- Leaders: Giulio Tremonti, Alberto Michelini
- Founded: 28 April 1994
- Dissolved: 1996
- Split from: Segni Pact
- Merged into: Forza Italia
- Headquarters: Rome
- Ideology: Liberalism Economic liberalism Liberal conservatism
- Political position: Centre-right
- National affiliation: Pole of Freedoms/Pole of Good Government (1994–96)

= Liberal Democratic Foundation =

The Liberal Democratic Foundation (Fondazione Liberaldemocratica, FLD) was a Christian-democratic and liberal Italian political party.
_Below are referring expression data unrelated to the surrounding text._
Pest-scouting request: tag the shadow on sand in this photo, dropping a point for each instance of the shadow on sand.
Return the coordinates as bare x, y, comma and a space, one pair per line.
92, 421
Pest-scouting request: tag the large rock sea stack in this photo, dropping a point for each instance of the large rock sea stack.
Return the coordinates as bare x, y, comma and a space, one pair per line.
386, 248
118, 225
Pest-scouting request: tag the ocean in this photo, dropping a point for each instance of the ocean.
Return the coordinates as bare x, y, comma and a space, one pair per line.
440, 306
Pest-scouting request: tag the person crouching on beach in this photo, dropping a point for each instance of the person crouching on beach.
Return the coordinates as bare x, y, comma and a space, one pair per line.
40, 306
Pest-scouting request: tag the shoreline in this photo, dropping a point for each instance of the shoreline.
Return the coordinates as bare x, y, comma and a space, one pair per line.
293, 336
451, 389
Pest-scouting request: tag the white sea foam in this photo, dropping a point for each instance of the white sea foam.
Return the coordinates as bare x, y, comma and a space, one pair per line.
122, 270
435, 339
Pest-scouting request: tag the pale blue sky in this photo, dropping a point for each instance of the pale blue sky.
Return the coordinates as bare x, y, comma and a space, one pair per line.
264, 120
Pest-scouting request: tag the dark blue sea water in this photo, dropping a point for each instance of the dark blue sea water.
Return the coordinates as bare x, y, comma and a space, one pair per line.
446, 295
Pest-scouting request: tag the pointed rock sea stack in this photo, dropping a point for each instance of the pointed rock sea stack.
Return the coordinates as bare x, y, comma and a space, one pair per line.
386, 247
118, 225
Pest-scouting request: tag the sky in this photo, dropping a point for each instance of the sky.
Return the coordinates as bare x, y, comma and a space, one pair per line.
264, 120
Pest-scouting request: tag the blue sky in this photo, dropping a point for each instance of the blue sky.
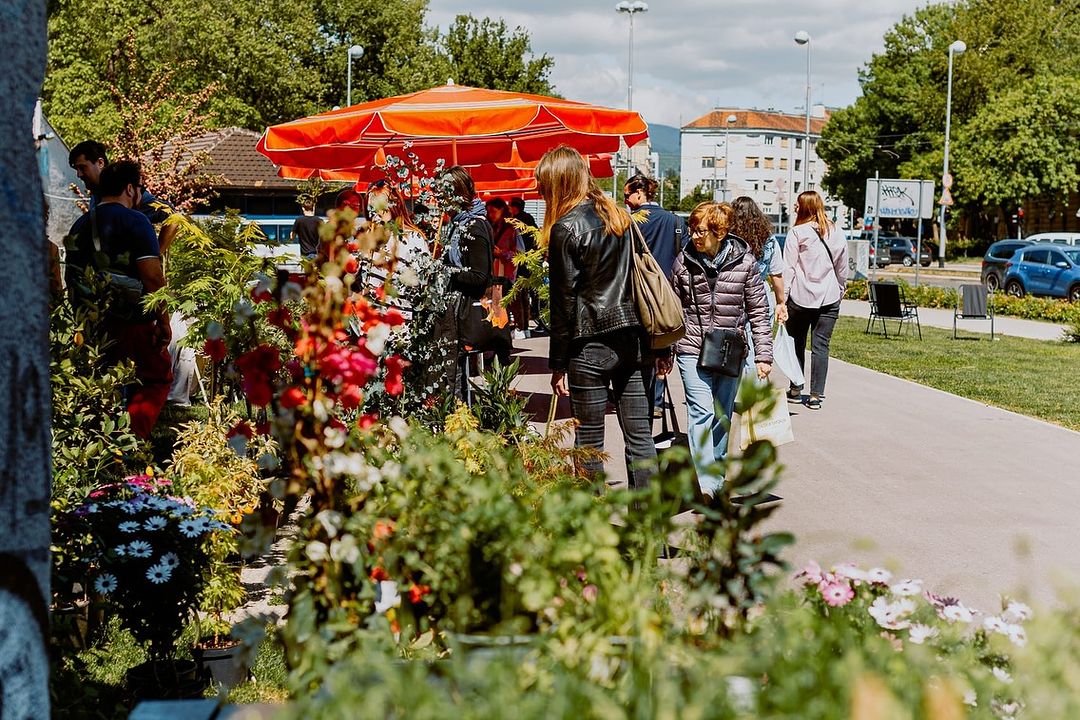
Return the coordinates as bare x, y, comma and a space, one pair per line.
693, 54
It was founded on 28 April 1994 by splinters from Patto Segni led by Giulio Tremonti (an ex-Socialist) and Alberto Michelini (an ex-Christian-Democrat). They acknowledged the defeat of their party (which won 4.7% of the votes and got elected only 13 deputies in the 1994 general election, in coalition with the Italian People's Party) and, after that they understood that Mario Segni would have led it into an alliance with the left-wing Democratic Party of the Left (that happened for the 1995 regional elections through the Pact of Democrats), they decided to join forces with the centre-right Pole of Freedoms and to support Berlusconi I Cabinet (Tremonti even became Finance Minister).

Some of the members of FLD took part to the foundation of the Federalists and Liberal Democrats group in the Chamber of Deputies along with disgruntled members of Lega Nord on 16 December and, by the 1996 general election, all of them had joined Silvio Berlusconi's Forza Italia.